Se tutti possiamo condizionarci a vicenda nel fare il bene o nel peccare, la responsabilità di chi ha un compito educativo è molto più grave.

Letture: 1Re 21,17-29; Sal 50 (51); Mt 5,43-48

Anche se oggi la Città e la Diocesi di Bergamo celebrano la festa del Patrono secondario san Gregorio Barbarigo (che ha Letture proprie), voglio fare una riflessione sulla Prima Lettura del giorno, per completare il discorso iniziato ieri.

Dio non è indifferente

Dicevo che Dio non rimane indifferente di fronte a vicende terribili come quella che abbiamo ascoltato ieri, ma scuote la coscienza dei responsabili.

Dio detesta il male e mette l’uomo che lo compie di fronte alle proprie responsabilità.

Lo fa sempre: attraverso il Suo Spirito che parla nel nostro intimo (quando la nostra coscienza non è obnubilata), oppure con la voce di persone che esercitano la profezia, parlando in Sua vece.

È ciò che ascoltiamo nel brano di oggi:

la parola del Signore fu rivolta a Elìa il Tisbìta: «Su, scendi incontro ad Acab, re d’Israele… è nella vigna di Nabot, ove è sceso a prenderne possesso. Poi parlerai a lui dicendo: “Così dice il Signore: Hai assassinato e ora usurpi!”».

Un dio troppo “umano”

I toni minacciosi e terribili delle sciagure che Elia preannuncia e promette ad Acab, Gezabele e tutti i loro discendenti lasciano intravedere un Dio adirato e vendicativo.

A tal proposito, invito, come sempre, a tenere conto del fatto che la Bibbia Parola di Dio scritta da uomini e, perciò, molto spesso Dio è troppo antropomorfizzato, ovvero: rappresentato né più né meno che come un uomo, semplicemente più potente.

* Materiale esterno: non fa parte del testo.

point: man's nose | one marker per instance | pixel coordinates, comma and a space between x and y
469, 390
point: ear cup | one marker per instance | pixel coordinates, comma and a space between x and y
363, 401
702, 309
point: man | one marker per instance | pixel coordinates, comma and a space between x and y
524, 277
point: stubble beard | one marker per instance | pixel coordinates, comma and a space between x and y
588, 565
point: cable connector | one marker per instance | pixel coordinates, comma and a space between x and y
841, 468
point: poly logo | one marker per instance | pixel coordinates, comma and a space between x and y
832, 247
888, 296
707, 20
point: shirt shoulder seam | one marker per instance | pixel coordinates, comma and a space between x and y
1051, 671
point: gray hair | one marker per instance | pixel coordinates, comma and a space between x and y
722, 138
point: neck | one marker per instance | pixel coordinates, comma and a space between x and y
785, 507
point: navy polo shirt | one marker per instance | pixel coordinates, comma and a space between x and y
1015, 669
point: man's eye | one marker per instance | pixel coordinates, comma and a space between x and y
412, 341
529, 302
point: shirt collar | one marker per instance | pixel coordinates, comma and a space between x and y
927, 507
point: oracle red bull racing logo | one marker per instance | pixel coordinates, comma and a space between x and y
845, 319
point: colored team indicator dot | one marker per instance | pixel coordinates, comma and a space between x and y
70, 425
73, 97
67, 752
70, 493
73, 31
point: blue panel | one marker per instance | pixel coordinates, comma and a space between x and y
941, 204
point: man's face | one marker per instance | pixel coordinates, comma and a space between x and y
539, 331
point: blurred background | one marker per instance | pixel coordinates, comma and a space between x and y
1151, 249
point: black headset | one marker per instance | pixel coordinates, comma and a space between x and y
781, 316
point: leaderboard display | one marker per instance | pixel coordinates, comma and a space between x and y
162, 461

Più che altro, l’esagerazione nel preannunciare punizioni, serve a sottolineare ancor di più la gravità del male compiuto.

Far peccare gli altri è grave

Quello su cui voglio richiamare l’attenzione, in mezzo a tutte le minacce, è che Dio non condanna solo il peccato personale di Acab (e della moglie), ma ancor di più il fatto di aver indotto a peccare il popolo:

«tu mi hai irritato e hai fatto peccare Israele».

Quella di Acab non è solo una responsabilità personale, ma sociale, collettiva: in quanto re e guida del popolo, aveva il compito di condurlo diritto per le vie del Signore, e invece l’ha portato all’idolatria!

Questa è una riflessione molto importante che dobbiamo fare tutti, specialmente chi ha responsabilità educative (genitori, insegnanti, preti, politici…): se tutti possiamo condizionarci a vicenda nel fare il bene o nel peccare, la responsabilità di chi ha un compito educativo è molto più grave.

Prevale la misericordia

Infine, richiamo la vostra attenzione sul fatto che questa pagina non è la sbrigativa soluzione giuridica che al delitto fa corrispondere un’adeguata punizione.

Noi siamo quelli del «chi rompe paga», quelli delle condanne immediate e senza appello; Dio, invece, crede sempre nella capacità di redenzione dell’uomo.

Di fronte ad Acab che si straccia le vesti, indossa un sacco sul suo corpo e digiuna, si corica con il sacco e cammina a testa bassa, Dio si impietosisce:

«Hai visto come Acab si è umiliato davanti a me? Poiché si è umiliato davanti a me, non farò venire la sciagura durante la sua vita; farò venire la sciagura sulla sua casa durante la vita di suo figlio».

Dio perdona sempre

Anche qui, vi invito a non leggere la cosa con categorie solo umane, ovvero come una semplice dilazione nel tempo (che oltretutto risulterebbe tremendamente ingiusta, facendo pagare ai figli le colpe del padre!): come Dio ha perdonato ad Acab nonostante il suo peccato tremendo, così sarà disposto a perdonare alle generazioni future se si pentiranno alla stessa maniera.

È la rivelazione del nome stesso di Dio a Mosè sul Sinai a testimoniarlo:

«Il Signore, il Signore, Dio misericordioso e pietoso, lento all’ira e ricco di amore e di fedeltà, che conserva il suo amore per mille generazioni, che perdona la colpa, la trasgressione e il peccato, ma non lascia senza punizione, che castiga la colpa dei padri nei figli e nei figli dei figli fino alla terza e alla quarta generazione» (cfr Es 34,5-7).

Se la punizione per chi non si pente attraversa tre o quattro generazioni, ancor di più la misericordia e il perdono verso chi si pente si moltiplica per i secoli eterni.